The Letter, Issue 36, Spring 2006, Pages 113 - 125
OEDIPUS DUP(E)LICATED: (RE)PRODUCING CHILDREN IN
THE POSTMODERN WORLD OF HYPERREALITY
Ray O' Neill
The words induced me to turn towards myself. And what was I? Of my creation and creator I was absolutely ignorant; but I knew that I possessed no money, no friends, no kind of property. No
father had watched my infant days, no mother had blessed me with smiles and caresses; if they had, my past life was now a blot, a blind vacancy in which I distinguished nothing. I had never yet seen a being resembling me or who claimed any intercourse with me. What was I? The question again recurred, to be answered only with groans.[1]

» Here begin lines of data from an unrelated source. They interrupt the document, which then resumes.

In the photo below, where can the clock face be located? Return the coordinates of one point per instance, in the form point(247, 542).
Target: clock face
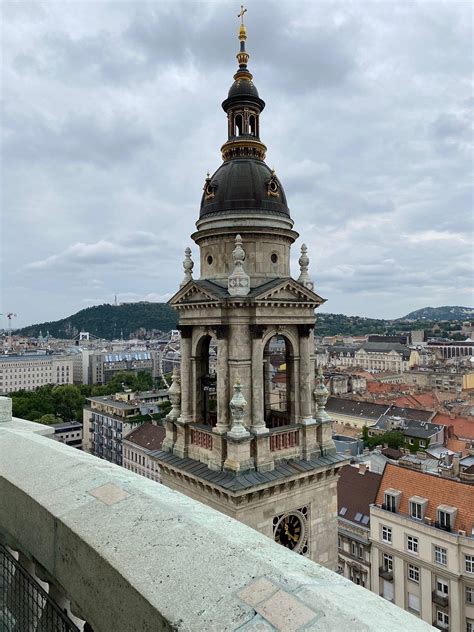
point(289, 531)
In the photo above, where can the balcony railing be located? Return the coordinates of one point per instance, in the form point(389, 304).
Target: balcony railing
point(440, 600)
point(93, 539)
point(24, 605)
point(284, 439)
point(201, 438)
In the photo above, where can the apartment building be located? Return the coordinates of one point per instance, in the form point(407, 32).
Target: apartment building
point(422, 557)
point(69, 432)
point(107, 419)
point(137, 447)
point(28, 371)
point(356, 491)
point(104, 365)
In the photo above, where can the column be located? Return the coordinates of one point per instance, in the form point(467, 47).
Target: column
point(306, 378)
point(222, 370)
point(186, 391)
point(180, 447)
point(257, 421)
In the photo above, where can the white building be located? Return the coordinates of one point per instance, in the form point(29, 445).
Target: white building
point(28, 371)
point(109, 418)
point(423, 546)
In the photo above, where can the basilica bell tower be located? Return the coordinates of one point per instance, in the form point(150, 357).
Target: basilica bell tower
point(248, 433)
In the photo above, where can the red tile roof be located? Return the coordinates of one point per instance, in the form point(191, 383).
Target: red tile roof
point(147, 436)
point(463, 427)
point(457, 445)
point(356, 492)
point(438, 491)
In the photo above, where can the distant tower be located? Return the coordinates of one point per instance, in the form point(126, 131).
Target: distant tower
point(251, 438)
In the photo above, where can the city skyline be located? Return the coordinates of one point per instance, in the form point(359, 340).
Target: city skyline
point(113, 118)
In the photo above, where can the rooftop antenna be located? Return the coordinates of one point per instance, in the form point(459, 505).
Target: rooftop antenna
point(10, 315)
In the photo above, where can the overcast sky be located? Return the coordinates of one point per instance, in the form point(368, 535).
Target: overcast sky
point(112, 117)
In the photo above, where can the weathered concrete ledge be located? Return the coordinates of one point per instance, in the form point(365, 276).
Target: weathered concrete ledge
point(135, 556)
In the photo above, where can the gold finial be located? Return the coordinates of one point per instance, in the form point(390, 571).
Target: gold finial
point(241, 14)
point(242, 30)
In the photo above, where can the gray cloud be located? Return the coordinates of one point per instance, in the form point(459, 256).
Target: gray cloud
point(112, 118)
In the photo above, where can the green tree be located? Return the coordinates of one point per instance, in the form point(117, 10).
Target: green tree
point(392, 438)
point(143, 381)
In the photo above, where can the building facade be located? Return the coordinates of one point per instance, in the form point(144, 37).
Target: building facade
point(423, 546)
point(269, 462)
point(28, 371)
point(103, 365)
point(137, 448)
point(108, 419)
point(356, 491)
point(70, 433)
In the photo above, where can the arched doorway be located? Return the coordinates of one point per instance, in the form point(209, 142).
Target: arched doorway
point(206, 391)
point(277, 382)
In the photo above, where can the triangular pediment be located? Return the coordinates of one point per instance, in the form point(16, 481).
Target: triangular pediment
point(194, 292)
point(287, 290)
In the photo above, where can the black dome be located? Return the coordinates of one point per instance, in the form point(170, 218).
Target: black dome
point(242, 185)
point(243, 89)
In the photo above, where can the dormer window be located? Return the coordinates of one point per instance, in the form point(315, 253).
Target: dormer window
point(392, 500)
point(239, 125)
point(418, 507)
point(446, 517)
point(252, 125)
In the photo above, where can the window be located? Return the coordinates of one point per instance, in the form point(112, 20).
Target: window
point(442, 587)
point(469, 594)
point(442, 618)
point(387, 562)
point(469, 563)
point(415, 511)
point(413, 602)
point(440, 555)
point(414, 573)
point(412, 544)
point(386, 534)
point(446, 518)
point(390, 502)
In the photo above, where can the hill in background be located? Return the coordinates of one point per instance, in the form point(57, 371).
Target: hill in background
point(447, 312)
point(110, 321)
point(145, 319)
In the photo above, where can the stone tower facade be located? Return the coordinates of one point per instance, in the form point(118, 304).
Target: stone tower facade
point(248, 433)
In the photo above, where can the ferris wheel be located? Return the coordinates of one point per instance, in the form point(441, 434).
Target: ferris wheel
point(169, 355)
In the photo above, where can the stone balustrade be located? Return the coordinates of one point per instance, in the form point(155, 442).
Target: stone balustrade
point(284, 439)
point(201, 438)
point(124, 553)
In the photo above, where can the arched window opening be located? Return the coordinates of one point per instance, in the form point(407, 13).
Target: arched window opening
point(239, 125)
point(277, 380)
point(252, 125)
point(206, 381)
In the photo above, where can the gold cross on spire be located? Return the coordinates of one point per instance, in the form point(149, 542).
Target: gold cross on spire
point(241, 14)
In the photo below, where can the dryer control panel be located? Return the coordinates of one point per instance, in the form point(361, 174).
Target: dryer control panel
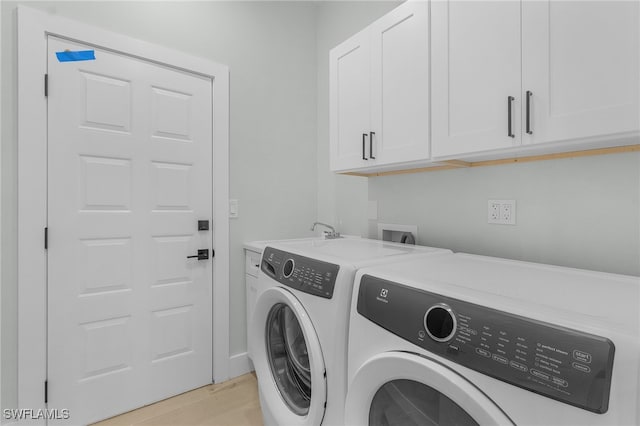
point(560, 363)
point(299, 272)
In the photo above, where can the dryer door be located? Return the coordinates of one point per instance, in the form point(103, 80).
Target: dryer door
point(402, 389)
point(288, 361)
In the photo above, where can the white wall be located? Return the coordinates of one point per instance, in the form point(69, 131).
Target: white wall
point(581, 212)
point(342, 199)
point(270, 48)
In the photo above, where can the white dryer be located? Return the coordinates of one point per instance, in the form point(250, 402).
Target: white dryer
point(299, 330)
point(470, 340)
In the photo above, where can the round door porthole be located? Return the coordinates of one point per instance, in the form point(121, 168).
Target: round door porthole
point(406, 402)
point(289, 358)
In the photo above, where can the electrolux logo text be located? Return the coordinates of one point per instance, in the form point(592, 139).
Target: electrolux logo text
point(383, 296)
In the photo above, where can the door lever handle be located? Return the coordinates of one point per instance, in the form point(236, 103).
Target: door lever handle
point(203, 254)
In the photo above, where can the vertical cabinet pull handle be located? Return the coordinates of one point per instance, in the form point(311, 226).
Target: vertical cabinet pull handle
point(509, 132)
point(364, 144)
point(529, 131)
point(371, 134)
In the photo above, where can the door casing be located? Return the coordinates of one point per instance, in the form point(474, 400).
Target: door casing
point(33, 28)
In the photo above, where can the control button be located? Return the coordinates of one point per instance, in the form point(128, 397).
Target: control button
point(500, 359)
point(559, 381)
point(288, 268)
point(518, 366)
point(540, 375)
point(580, 367)
point(581, 356)
point(483, 352)
point(440, 322)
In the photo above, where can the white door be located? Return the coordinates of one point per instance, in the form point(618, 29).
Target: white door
point(580, 65)
point(129, 176)
point(476, 76)
point(401, 388)
point(400, 84)
point(349, 104)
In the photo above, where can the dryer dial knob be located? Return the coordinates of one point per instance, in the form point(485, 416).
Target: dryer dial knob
point(440, 322)
point(288, 268)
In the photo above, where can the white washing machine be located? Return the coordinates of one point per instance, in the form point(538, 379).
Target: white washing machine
point(470, 340)
point(299, 330)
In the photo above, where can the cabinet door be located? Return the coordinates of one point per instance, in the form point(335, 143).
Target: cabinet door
point(400, 84)
point(349, 103)
point(475, 67)
point(580, 62)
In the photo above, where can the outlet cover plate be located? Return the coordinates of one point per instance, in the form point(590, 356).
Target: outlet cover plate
point(501, 212)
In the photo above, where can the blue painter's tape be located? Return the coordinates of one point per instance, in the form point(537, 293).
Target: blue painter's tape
point(79, 55)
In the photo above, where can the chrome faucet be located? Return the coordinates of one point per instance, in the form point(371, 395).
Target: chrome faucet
point(329, 235)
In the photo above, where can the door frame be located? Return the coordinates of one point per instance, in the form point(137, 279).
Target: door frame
point(34, 27)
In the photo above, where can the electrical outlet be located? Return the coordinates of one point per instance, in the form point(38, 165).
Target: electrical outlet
point(502, 212)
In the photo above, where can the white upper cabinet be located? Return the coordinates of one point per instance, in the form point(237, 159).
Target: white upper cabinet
point(379, 92)
point(476, 60)
point(510, 74)
point(349, 102)
point(400, 84)
point(580, 65)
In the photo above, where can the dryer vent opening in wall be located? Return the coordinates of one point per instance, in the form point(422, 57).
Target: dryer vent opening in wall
point(406, 234)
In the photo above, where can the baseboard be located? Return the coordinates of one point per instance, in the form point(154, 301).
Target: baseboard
point(239, 364)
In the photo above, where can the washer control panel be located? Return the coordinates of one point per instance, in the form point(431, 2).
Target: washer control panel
point(299, 272)
point(560, 363)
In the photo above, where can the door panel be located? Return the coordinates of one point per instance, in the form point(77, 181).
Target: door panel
point(475, 67)
point(350, 101)
point(400, 84)
point(581, 63)
point(130, 173)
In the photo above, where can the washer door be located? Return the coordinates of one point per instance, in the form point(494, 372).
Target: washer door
point(288, 360)
point(402, 389)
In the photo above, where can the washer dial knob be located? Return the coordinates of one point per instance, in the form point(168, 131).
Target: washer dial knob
point(288, 268)
point(440, 322)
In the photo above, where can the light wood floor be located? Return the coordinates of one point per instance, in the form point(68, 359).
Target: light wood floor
point(232, 403)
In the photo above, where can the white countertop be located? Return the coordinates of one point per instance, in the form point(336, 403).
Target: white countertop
point(259, 246)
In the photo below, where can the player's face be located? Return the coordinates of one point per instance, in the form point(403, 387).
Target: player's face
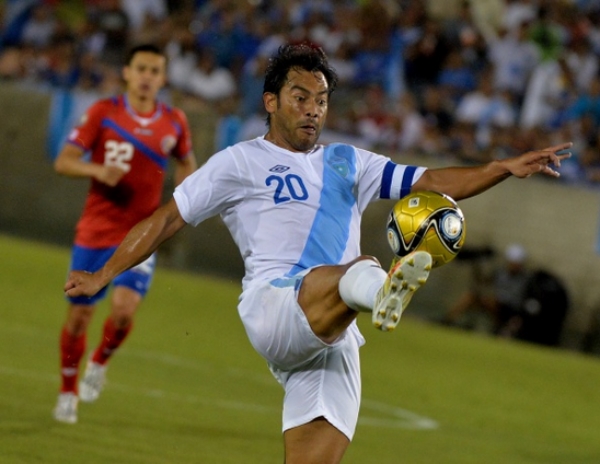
point(298, 112)
point(145, 75)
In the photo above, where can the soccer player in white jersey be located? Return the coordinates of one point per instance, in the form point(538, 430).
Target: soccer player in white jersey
point(293, 208)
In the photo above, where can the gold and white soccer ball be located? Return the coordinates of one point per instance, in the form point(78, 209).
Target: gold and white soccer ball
point(426, 221)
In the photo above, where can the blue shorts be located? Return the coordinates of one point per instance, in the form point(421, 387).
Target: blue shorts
point(137, 278)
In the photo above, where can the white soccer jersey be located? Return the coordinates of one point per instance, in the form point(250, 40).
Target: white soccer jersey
point(291, 211)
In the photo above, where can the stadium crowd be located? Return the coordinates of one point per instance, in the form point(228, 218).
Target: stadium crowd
point(471, 80)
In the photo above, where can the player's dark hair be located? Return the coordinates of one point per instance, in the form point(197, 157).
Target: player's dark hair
point(297, 56)
point(149, 48)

The questions Frankenstein's creature in Mary Shelley's novel asks of its own being, its raison d'etre, are questions all humans must address or confront. Why am I? How am I? What am I? Who am I? Questions of existence and being lie not only at the heart of every philosophy, theology, religion, and psychology, but indeed all science, scientific quest, and
reason; "Of what a strange nature is knowledge!"[2]
From Descartes' "I think therefore I am"; to Lacan's contra- indication: "Where I think, there I am not"; to Gubar and Gilberts' feminist "The creative I am cannot be said if the "I" knows not what it is"- philosophers have proffered answers. But Frankenstein's creature's realisation 'Of my creation and creator I was absolutely ignorant; but I knew that I possessed no money,' that coinage is the first location of identity, being, or lack thereof is identified by Baudrillard in his own postmodern, hyperreal existentialism: "I consume, therefore I am."